NAME
NoSQL::PL2SQL::Simple - Implementation of NoSQL::PL2SQL
SYNOPSIS
BEGIN {
package MyArbitraryClass ;
use base qw( NoSQL::PL2SQL::Simple ) ;
}
use CGI ;
my $collection = new MyArbitraryClass ;
## Writing to and modifying the database
$collection->save( CGI->new->Vars ) ;
$collection->delete( CGI->new->Vars->{recordid} ) ;
## Accessing the database
@allemails = values %{ { $collection->contactemail } } ;
$user = $collection->contactemail('jim@tqis.com')->record ;
@neighbors = $collection->contactaddress('Ann Arbor')->records ;
@classmates = $collection->query(
contactcity => 'Ann Arbor',
graduationyear => '1989',
)->records ;
NoSQL::PL2SQL::Simple VERSUS NoSQL::PL2SQL
NoSQL::PL2SQL performs background persistence for perl objects using SQL and a relational database: Persistence is enabled with a simple designation. Everything else happens automatically in the background. As a result, NoSQL::PL2SQL has practically no defined API. So it is inadequate for users who are looking for an alternative to SQL (as in NoSQL).
NoSQL::PL2SQL::Simple solves that problem and provides a complete API to access stored data. In effect, these two modules perform a division of labor: NoSQL::PL2SQL is responsible for storing the data, and NoSQL::PL2SQL::Simple is responsible for access.
The comparison is also dependent on the data architecture needs.

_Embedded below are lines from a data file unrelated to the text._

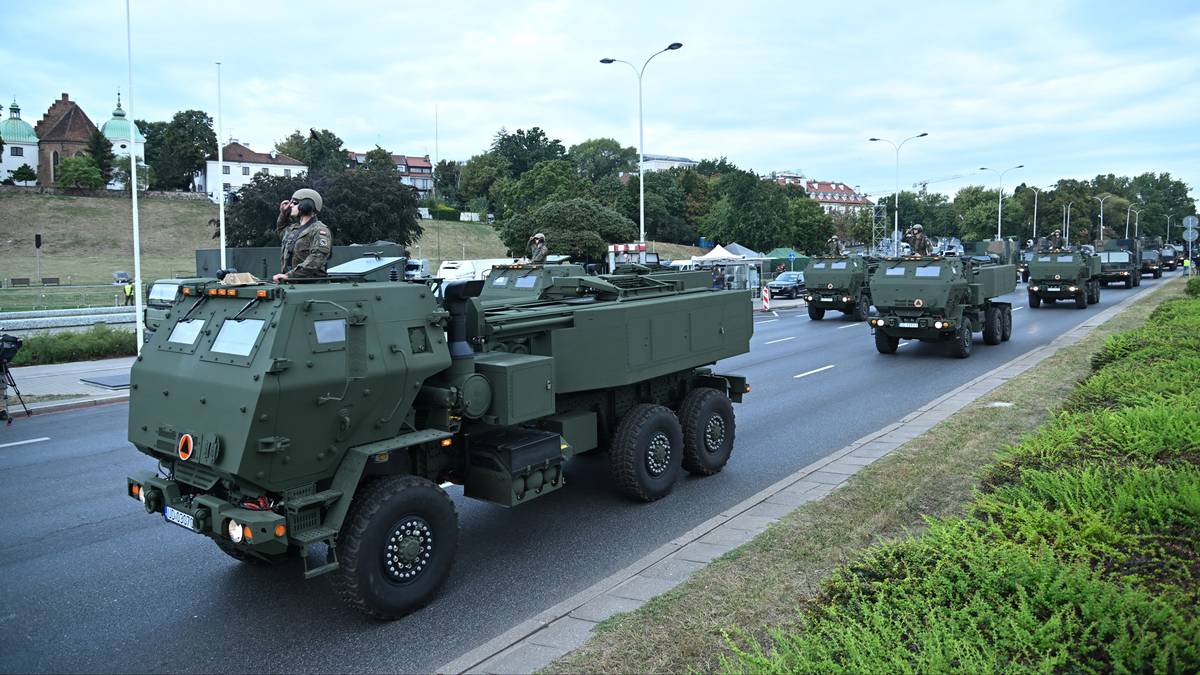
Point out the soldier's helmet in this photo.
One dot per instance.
(309, 193)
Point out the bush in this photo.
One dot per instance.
(97, 342)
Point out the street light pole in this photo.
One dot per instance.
(1000, 201)
(895, 197)
(641, 144)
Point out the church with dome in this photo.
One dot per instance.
(63, 132)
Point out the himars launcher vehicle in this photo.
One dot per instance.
(329, 412)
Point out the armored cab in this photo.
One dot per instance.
(839, 282)
(330, 412)
(941, 299)
(1121, 262)
(1065, 275)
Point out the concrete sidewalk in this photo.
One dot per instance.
(65, 383)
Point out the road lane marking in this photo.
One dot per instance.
(813, 371)
(24, 442)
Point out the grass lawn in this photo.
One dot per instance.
(759, 587)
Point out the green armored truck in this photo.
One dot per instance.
(321, 418)
(1121, 262)
(839, 284)
(942, 299)
(1065, 275)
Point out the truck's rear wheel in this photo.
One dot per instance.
(647, 452)
(886, 344)
(993, 326)
(708, 426)
(963, 342)
(396, 547)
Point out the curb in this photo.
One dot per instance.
(538, 641)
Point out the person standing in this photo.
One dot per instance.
(305, 243)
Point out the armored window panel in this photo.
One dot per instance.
(238, 336)
(186, 332)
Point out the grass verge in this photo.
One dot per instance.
(757, 605)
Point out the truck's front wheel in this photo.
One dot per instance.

- Two-Dimensional Tabular Data
-
Given that RDB's call their data containers tables, the two-dimensional tabular data structure tends to dominate traditional data architecture. While a table is visually easy to comprehend. A more abstract model extends a one-dimensional array: Where, instead of scalars, each array element is a set of NVP's (name-value-pairs). Two-dimensional data is tabular if each NVP set shares a common set of names. Non-tabular two-dimensional data is still a tough fit for a conventional RDB.
- Multi-Dimensional Tabular Data
-
A multi-dimensional table is best described in terms of a spreadheet, where one cell contains a list (or any set). The description is trickier in terms of an array of NVP's. But these data types are getting more and more common as CSV data representation starts to give way to XML and JSON. RDB's can handle complex data by using relational tables. (the R in RDB.) But RDB data definitions tend to have scaling problem as the data gets more and complex.
- Non-Tabular Data
-
It's possible to cobble together an RDB solution for two-dimensional non-tabular data. But, beyond that, developers are entering a world of pain. In this realm, NoSQL::PL2SQL provides a clear advantage.
NoSQL::PL2SQL is designed for non-tabular data where traditional RDB's are not very useful. NoSQL::PL2SQL::Simple requires some form of tabular data, and combines the advantages of both NoSQL::PL2SQL and RDB SQL.
DESCRIPTION
In a traditional RDB, the data structure definition is external, separate from the content data. In NoSQL::PL2SQL::Simple, the two exist side-by-side. Both data content and definition have OO representations.
A data definition can be associated with any arbitrary perl class that subclasses NoSQL::PL2SQL::Simple. In many cases, the subclass is no more than a name that identifies the definition. The data definition is encapsulated in the class's instantiation or instance. (I'm using fairly precise nomenclature.) Many of NoSQL::PL2SQL::Simple's methods are called via the instance (or container).
Data content is encapsulated in class objects. Methods to access or modify data content are called via these objects. Both objects and the single instance are blessed into the same class name. Use appropriate variable names to distinguish each in your code.
Constructor
new()
According to the wisdom of OO pattern science, the constructor is used to create the instance. And a factory (generally applied to the instance) is used to create the objects.
db()
new()
no arguments and returns an instance of the data definition class. As is typical in perl, the method NoSQL::PL2SQL::Simple::new()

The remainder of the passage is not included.